Hi,
I understand that Cluster and Sentinel are for different purposes. I need the benefits of Cluster but I also need an automated failover.
My set up is to have two hosts, each of which has three masters and three slaves. The slaves replicate the masters on the alternate host.
So something like this:
Host A Host B
M1 <=> S4
M2 <=> S5
M3 <=> S6
S1 <=> M4
S2 <=> M5
S3 <=> M6
I'm running more than one instance on a host because Redis is single-threaded and my hosts are multi-core.
I'm able to get systemd to automatically try to restart an instance.
If I prevent a master from being restarting then my cluster promotes its slave to master and continues letting me use it.
So I have automated failover for when a master goes down and systemd can't resuscitate it.
The problem I have is that if I shutdown Host A or otherwise just disconnect it from Host B then my cluster does not failover.
The cluster can only promote slaves to master if the majority of masters agree about this.
In the event where Host A is on fire the cluster is not recognizing that the masters on it are "fail". They stay as "pfail" indefinitely.

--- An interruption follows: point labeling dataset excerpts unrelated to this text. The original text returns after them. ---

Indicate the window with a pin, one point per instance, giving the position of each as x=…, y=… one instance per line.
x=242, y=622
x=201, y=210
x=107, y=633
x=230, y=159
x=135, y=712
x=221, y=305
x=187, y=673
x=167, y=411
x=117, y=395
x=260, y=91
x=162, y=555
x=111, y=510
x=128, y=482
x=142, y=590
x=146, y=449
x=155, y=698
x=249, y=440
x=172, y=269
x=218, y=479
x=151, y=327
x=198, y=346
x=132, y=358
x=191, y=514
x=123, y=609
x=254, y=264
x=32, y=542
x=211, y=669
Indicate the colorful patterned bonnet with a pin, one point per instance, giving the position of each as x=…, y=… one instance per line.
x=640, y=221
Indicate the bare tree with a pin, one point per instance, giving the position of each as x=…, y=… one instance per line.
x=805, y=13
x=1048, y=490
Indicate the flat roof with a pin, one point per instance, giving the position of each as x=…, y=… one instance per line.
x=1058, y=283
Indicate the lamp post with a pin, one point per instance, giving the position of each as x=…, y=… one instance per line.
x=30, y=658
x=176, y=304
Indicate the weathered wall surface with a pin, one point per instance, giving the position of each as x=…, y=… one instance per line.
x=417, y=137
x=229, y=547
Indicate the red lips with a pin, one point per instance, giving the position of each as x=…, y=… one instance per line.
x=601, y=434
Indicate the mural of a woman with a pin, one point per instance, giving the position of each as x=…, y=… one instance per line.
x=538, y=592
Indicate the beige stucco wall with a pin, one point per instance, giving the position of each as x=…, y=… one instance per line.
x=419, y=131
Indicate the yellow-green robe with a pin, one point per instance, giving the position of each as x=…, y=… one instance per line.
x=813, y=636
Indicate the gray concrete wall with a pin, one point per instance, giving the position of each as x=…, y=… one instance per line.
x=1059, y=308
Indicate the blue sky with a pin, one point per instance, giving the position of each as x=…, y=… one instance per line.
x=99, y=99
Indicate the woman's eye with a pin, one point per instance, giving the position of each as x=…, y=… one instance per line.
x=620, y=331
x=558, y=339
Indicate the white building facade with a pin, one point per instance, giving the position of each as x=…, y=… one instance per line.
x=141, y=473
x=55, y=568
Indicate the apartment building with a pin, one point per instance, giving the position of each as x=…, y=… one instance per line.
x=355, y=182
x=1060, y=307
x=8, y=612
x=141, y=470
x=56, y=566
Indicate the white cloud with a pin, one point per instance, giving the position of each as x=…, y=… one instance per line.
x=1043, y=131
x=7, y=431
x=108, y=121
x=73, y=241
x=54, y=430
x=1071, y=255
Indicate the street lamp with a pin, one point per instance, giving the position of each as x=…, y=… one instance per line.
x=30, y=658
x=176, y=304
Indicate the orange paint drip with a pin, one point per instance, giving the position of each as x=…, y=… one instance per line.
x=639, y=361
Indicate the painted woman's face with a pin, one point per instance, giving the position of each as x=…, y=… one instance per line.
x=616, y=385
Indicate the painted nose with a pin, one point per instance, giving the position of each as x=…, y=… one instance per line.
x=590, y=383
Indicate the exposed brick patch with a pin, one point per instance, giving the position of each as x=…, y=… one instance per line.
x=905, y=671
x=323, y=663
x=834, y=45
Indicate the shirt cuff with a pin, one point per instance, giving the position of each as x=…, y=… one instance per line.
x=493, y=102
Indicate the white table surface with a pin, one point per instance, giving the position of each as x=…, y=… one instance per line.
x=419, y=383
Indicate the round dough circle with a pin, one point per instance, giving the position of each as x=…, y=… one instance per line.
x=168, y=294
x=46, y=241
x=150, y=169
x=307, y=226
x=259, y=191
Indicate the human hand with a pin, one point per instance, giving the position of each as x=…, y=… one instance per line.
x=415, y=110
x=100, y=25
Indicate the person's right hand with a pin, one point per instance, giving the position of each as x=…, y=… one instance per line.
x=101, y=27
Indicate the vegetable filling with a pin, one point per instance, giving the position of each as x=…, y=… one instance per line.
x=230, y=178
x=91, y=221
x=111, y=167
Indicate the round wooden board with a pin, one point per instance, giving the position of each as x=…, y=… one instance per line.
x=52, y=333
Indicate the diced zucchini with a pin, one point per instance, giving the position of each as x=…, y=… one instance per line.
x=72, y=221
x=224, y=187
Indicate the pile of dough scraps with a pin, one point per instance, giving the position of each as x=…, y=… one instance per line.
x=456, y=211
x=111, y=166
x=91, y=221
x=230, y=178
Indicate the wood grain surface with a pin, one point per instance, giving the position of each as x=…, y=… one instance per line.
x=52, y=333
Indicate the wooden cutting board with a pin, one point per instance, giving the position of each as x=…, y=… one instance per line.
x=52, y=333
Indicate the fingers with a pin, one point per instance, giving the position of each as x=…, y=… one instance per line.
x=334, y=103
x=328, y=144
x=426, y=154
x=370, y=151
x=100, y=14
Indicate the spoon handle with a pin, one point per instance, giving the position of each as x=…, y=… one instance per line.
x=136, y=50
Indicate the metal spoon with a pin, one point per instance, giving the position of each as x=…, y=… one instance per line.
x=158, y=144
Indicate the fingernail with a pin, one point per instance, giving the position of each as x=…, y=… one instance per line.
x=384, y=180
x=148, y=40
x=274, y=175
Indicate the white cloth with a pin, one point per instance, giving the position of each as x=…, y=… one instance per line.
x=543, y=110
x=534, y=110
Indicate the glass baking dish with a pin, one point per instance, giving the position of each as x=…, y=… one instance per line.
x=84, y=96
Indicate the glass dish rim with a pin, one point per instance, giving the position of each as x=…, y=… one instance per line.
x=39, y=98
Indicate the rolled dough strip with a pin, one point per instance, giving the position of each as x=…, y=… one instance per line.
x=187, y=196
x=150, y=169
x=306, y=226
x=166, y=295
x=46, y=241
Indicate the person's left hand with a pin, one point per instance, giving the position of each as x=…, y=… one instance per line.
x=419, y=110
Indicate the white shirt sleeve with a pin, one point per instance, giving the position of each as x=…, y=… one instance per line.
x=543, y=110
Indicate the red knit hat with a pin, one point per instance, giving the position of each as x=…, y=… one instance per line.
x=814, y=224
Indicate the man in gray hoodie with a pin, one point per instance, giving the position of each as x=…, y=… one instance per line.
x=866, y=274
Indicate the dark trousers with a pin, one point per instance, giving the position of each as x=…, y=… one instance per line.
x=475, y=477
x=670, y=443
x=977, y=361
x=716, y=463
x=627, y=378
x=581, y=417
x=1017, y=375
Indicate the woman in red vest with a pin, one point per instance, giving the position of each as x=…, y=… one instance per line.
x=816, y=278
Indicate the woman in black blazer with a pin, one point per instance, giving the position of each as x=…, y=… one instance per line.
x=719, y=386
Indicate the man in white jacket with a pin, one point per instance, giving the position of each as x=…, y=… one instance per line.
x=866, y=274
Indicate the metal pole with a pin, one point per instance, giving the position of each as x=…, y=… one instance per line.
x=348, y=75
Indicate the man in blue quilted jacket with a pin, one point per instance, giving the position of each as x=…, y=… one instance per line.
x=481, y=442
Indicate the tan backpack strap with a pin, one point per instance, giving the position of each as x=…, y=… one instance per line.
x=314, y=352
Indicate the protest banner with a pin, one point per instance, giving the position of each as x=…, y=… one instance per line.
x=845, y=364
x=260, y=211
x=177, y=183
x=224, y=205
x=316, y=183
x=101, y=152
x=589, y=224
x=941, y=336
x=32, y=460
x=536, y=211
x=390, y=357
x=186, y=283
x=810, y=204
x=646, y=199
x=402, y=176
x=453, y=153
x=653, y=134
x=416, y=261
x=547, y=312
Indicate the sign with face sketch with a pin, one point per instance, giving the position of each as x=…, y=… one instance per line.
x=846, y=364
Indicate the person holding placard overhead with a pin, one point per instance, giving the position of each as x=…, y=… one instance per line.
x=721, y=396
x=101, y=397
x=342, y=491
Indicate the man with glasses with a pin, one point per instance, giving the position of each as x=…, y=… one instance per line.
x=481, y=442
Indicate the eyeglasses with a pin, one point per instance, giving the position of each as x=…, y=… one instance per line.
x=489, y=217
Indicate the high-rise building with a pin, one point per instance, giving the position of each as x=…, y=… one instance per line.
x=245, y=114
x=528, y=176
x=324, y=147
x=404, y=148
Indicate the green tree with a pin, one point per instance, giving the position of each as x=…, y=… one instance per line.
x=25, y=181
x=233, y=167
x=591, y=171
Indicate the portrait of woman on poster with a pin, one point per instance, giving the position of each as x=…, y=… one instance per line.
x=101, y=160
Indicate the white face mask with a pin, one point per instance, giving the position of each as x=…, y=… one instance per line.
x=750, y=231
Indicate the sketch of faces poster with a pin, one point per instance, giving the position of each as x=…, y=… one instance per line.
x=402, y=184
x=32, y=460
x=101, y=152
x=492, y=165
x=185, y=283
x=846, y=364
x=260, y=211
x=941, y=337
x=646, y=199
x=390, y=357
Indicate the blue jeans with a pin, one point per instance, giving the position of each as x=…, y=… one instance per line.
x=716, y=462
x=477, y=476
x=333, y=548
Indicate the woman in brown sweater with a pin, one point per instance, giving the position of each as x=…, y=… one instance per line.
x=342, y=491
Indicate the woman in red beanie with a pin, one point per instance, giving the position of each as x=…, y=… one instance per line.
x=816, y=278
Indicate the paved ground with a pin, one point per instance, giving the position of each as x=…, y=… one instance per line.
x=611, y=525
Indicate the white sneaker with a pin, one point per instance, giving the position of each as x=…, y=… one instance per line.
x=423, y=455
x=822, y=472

I've tried to fix this by using Sentinel (at first just a single instance on a third VM). That machine is able to connect to the hosts with redis-cli, but Sentinel always reports in INFO that the masters have no slaves. It also insists that the masters are objectively down (I have quorum 1 because I'm testing with a single Sentinel for now), even though I have set up the 'auth-pass' and verified that I can connect from the shell with redis-cli. I can confirm that Sentinel is receiving a reply to it's PING because the last-ping-reply is significantly less than the last-ok-ping-reply (and keeps moving when I check).
How could I either:
- Get Redis to promote the slaves on a host to master if my other host is unavailable
- Get Sentinel to recognize that my cluster masters actually do have a slave, and promote it when the master is genuinely down
Any ideas would be much appreciated